Overheard during this week’s webinar:

“The process of moving to a statutory footing is an opportunity to redefine care around a person, including a focus on population health and improved outcomes through increased co-production. To move at pace on the issue of data and analytics, we need to support other providers and boards to upskill. […] In the bill, is there potential for further data to be shared between providers and GPs to help understand the population and their needs?”

“The proposal for ICSs is to develop a statutory NHS body which can channel money to place, and it’s correct that local authority status hasn’t changed. What the Department of Health has done is create the health and care partnership board, which will need to have been taken account of by the ICS statutory board. This is an attempt to localise one half of health and social care around the NHS, but accepting that how local authorities engage will vary across the country.”

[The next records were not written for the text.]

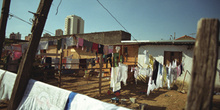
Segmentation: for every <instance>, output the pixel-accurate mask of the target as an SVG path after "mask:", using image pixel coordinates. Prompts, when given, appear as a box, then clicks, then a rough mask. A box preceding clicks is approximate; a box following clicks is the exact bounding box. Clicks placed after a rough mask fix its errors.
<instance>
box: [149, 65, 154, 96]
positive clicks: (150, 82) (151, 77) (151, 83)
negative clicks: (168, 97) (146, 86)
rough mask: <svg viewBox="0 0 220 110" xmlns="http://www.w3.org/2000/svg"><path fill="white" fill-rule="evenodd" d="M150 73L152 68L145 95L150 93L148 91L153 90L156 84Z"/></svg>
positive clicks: (152, 72)
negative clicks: (146, 93)
mask: <svg viewBox="0 0 220 110" xmlns="http://www.w3.org/2000/svg"><path fill="white" fill-rule="evenodd" d="M152 75H153V71H152V69H150V77H149V81H148V88H147V95H149V94H150V91H153V90H154V89H156V85H155V84H154V80H152Z"/></svg>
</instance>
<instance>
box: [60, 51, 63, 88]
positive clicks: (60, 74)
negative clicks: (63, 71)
mask: <svg viewBox="0 0 220 110" xmlns="http://www.w3.org/2000/svg"><path fill="white" fill-rule="evenodd" d="M62 60H63V49H61V53H60V61H59V62H60V63H59V64H60V67H59V87H61V84H62V79H61V75H62V69H63V62H62Z"/></svg>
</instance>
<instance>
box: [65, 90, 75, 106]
mask: <svg viewBox="0 0 220 110" xmlns="http://www.w3.org/2000/svg"><path fill="white" fill-rule="evenodd" d="M77 94H78V93H75V92H71V93H70V94H69V97H68V99H67V102H66V106H65V108H64V110H71V103H72V101H73V99H74V98H75V96H76V95H77Z"/></svg>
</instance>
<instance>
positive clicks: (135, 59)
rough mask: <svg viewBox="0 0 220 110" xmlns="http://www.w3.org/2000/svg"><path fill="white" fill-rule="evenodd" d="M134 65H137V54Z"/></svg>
mask: <svg viewBox="0 0 220 110" xmlns="http://www.w3.org/2000/svg"><path fill="white" fill-rule="evenodd" d="M134 65H135V66H136V65H137V57H136V56H135V57H134Z"/></svg>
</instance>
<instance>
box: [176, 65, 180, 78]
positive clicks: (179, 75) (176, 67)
mask: <svg viewBox="0 0 220 110" xmlns="http://www.w3.org/2000/svg"><path fill="white" fill-rule="evenodd" d="M176 69H177V77H179V76H180V73H181V68H180V65H179V66H177V67H176Z"/></svg>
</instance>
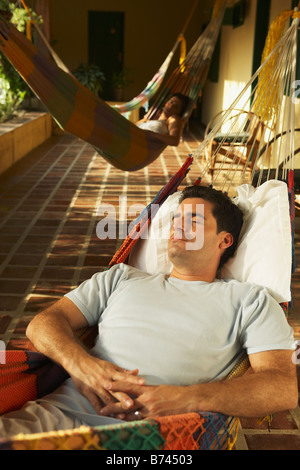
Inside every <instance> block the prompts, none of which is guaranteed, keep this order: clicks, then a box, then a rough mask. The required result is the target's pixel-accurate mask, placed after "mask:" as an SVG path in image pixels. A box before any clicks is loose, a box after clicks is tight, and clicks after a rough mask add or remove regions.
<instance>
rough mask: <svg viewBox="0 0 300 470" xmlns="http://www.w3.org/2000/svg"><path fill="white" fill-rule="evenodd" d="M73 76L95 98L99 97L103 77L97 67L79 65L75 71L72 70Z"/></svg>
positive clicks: (83, 64) (102, 72) (81, 63)
mask: <svg viewBox="0 0 300 470" xmlns="http://www.w3.org/2000/svg"><path fill="white" fill-rule="evenodd" d="M73 74H74V77H75V78H77V80H78V81H79V82H80V83H82V85H84V86H85V87H86V88H88V89H89V90H90V91H91V92H92V93H94V94H95V95H97V96H100V95H101V93H102V92H103V81H104V80H105V76H104V74H103V72H101V70H100V67H98V65H95V64H83V63H81V64H79V66H78V67H77V69H76V70H74V72H73Z"/></svg>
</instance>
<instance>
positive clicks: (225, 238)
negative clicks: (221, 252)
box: [220, 232, 233, 250]
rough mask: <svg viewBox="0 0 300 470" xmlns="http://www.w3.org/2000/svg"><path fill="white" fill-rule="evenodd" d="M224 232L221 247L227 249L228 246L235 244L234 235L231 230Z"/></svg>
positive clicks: (223, 233)
mask: <svg viewBox="0 0 300 470" xmlns="http://www.w3.org/2000/svg"><path fill="white" fill-rule="evenodd" d="M222 233H223V238H222V240H221V243H220V248H222V249H224V250H226V248H229V247H230V246H231V245H232V244H233V236H232V235H231V233H229V232H222Z"/></svg>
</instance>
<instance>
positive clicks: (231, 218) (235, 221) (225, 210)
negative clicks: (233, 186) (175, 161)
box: [179, 185, 243, 268]
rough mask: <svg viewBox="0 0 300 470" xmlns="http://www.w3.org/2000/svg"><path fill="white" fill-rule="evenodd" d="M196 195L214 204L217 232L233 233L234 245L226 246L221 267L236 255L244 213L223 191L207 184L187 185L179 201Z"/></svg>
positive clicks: (221, 258)
mask: <svg viewBox="0 0 300 470" xmlns="http://www.w3.org/2000/svg"><path fill="white" fill-rule="evenodd" d="M195 197H199V198H201V199H204V200H205V201H208V202H210V203H211V204H212V205H213V209H212V214H213V216H214V217H215V219H216V222H217V233H219V232H222V231H223V230H224V231H225V232H229V233H231V235H232V237H233V243H232V245H231V246H230V247H228V248H226V250H225V251H224V253H223V255H222V256H221V260H220V264H219V268H220V267H221V266H223V264H224V263H226V261H227V260H228V259H229V258H231V257H232V256H233V255H234V252H235V250H236V247H237V243H238V239H239V235H240V232H241V228H242V225H243V213H242V211H241V210H240V208H239V207H238V206H237V205H236V204H234V203H233V202H232V200H231V199H230V198H229V197H228V196H227V195H226V194H224V193H223V192H222V191H219V190H217V189H214V188H211V187H206V186H197V185H195V186H188V187H186V188H185V189H184V190H183V191H182V194H181V196H180V200H179V203H180V204H181V202H182V201H184V199H187V198H195Z"/></svg>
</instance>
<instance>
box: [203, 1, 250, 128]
mask: <svg viewBox="0 0 300 470" xmlns="http://www.w3.org/2000/svg"><path fill="white" fill-rule="evenodd" d="M255 16H256V0H250V1H249V0H248V1H247V4H246V13H245V23H244V24H243V25H242V26H240V27H238V28H233V27H232V26H223V27H222V30H221V50H220V63H219V81H218V83H212V82H210V81H209V80H207V83H206V85H205V86H204V89H203V98H202V122H203V123H204V124H208V122H209V121H210V119H211V118H212V117H213V116H215V115H216V114H217V113H218V112H219V111H221V110H222V109H226V108H228V106H229V105H231V103H232V102H233V100H234V99H235V97H236V96H237V95H238V93H239V92H240V91H241V90H242V89H243V88H244V86H245V84H246V83H247V82H248V81H249V79H250V78H251V75H252V58H253V44H254V33H255Z"/></svg>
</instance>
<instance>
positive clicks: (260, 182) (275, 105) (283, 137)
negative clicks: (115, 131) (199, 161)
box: [194, 10, 300, 193]
mask: <svg viewBox="0 0 300 470" xmlns="http://www.w3.org/2000/svg"><path fill="white" fill-rule="evenodd" d="M299 15H300V13H299V12H298V11H293V10H286V11H284V12H282V13H281V14H280V15H279V16H278V17H277V18H275V20H274V21H273V23H272V25H271V27H270V30H269V34H268V37H267V40H266V44H265V48H264V51H263V56H262V65H261V66H260V67H259V69H258V70H257V71H256V73H255V74H254V75H253V77H252V78H251V79H250V80H249V82H248V83H247V84H246V85H245V87H244V88H243V90H242V91H241V92H240V93H239V95H238V96H237V97H236V99H235V100H234V102H233V103H232V105H231V106H230V107H229V108H228V109H226V110H224V111H220V113H218V115H217V116H215V118H213V119H212V121H210V123H209V124H208V126H207V128H206V131H205V136H204V140H203V142H202V143H201V145H200V146H199V147H198V149H197V151H196V153H195V154H194V158H201V155H202V156H203V154H204V155H205V159H204V162H203V164H204V167H203V173H202V175H201V176H204V174H207V173H210V175H211V183H212V185H213V186H217V187H218V188H219V189H222V190H223V191H226V192H230V191H232V193H234V186H236V185H239V184H242V183H250V184H254V185H259V184H260V183H261V182H263V181H266V180H269V179H270V178H275V179H282V180H287V179H288V171H289V170H294V163H295V155H296V154H297V153H298V151H299V149H297V148H296V149H295V141H296V137H297V136H298V137H299V136H300V134H299V130H300V129H297V128H295V77H296V63H297V28H298V24H299ZM290 18H293V23H292V24H291V26H290V27H289V28H288V29H287V30H286V32H284V29H285V28H286V26H287V22H288V21H289V20H290ZM233 183H234V184H233Z"/></svg>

“We’re keen to see collaboratives encompass neighbourhood (district and borough council) based collaboratives building on the integrated locality partnerships which are multi-agency. I don’t see how we can impact on some of the key objectives regarding population health and inequalities without proper joint working with housing, education, 3rd sector, police etc. at that level. So I hope the collaboratives aren’t seen as just NHS with a bit of social care thrown in.”

“On capital spending, there is a risk that mental health gets marginalized within the allocation of an ICS. There is an enormous stock of potential projects that are needed to update the mental health estate, with many across the country very out of date and doesn’t provide a therapeutic environment. Is there thinking to ensure mental health gets it fair share of capital spending.”

“NHSE are being more stringent around capital given their role in relation to systems. The Treasury want to see greater control over capital, which is why the bill has been developed in the way it has. There is the potential for a bidding war within an ICS and it needs to be understood what is going to happen.”

This is a great opportunity to mandate parity of esteem, rather than leave it to individual ICSs. Individuals have both physical and mental health and this should be considered in building the system. They have mental health, physical health and research integrated together which has been positive, but this has been because of the role of the mental health trust on the board.”